Insurance Law Blog
December 14, 2020

Copyright Suit Alleging Questionable Advertising Activity Nonetheless Constitutes “Advertising Injury”

BY: Copernicus T. Gaza

In Superior Integrated Solutions, Inc. v. Mercer Insurance Company of New Jersey, Inc., 2020 WL 4979476 (N.J. Super. Ct. App. Div. Nov. 10 2020), the New Jersey Appellate Division determined that “advertising injury” coverage applied for duty to defend purposes notwithstanding that the underlying suit did not allege that the insured engaged in traditional advertising activity. The underlying plaintiff, Reynolds & Reynolds Co., commenced suit against the insured, Superior Integrated Solutions, Inc., alleging that Superior made an unauthorized copy of Reynolds’ automotive dealer management software, which Reynolds’ customers used to manage vehicle inventory, customer contacts and financial information.

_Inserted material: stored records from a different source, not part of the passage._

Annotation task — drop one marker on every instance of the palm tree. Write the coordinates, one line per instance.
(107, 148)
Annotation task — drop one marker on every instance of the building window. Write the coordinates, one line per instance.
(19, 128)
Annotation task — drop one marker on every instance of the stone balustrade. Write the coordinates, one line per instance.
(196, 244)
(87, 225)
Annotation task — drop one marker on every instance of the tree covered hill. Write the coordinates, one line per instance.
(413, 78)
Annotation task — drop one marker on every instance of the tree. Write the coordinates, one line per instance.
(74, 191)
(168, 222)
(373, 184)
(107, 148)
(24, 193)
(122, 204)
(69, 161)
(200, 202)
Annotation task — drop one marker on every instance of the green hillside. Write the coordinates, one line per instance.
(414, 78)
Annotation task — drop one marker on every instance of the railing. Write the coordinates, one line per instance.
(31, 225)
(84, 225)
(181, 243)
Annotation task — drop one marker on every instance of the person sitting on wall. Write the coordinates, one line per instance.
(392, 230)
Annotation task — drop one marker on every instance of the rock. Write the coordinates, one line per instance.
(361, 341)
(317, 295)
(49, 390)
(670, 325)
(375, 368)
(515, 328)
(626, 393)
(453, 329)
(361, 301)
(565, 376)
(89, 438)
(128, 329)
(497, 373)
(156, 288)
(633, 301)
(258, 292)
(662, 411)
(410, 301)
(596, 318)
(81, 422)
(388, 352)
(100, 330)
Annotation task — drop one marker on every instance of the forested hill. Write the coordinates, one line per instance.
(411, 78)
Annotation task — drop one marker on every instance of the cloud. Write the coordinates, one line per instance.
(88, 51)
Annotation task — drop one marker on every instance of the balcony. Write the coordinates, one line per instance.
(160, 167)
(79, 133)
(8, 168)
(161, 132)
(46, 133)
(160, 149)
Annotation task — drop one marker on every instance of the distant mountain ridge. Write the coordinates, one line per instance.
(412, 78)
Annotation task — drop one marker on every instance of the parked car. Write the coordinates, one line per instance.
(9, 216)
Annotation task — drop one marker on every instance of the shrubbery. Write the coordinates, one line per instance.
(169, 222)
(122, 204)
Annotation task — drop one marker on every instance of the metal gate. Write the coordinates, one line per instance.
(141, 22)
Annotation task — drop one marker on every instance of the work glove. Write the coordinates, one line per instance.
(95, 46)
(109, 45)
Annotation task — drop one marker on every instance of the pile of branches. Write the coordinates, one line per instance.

The complaint alleged that Superior “actively persuaded Reynolds’s customers to breach their [contractual] promise to Reynolds, so that Superior could peddle their unauthorized services to these customers for a fee.” The policy applied to “‘advertising injury’ (including copyright infringement) arising out of an offense committed in the course of advertised goods, products, or services of your business/operations covered by this policy.” Relying upon Information Spectrum, Inc. v. The Hartford, 182 N.J. 34 (2004), Mercer argued that Superior was accused only of purloining Reynolds intellectual property and selling the infringing software, not advertising it, which is insufficient to trigger the advertising injury coverage.

The court disagreed on the basis that Superior was alleged to have informed Reynolds’ customers that Reynolds’ program could be integrated with Superior’s product, thus satisfying the necessary nexus between the infringement and the advertising.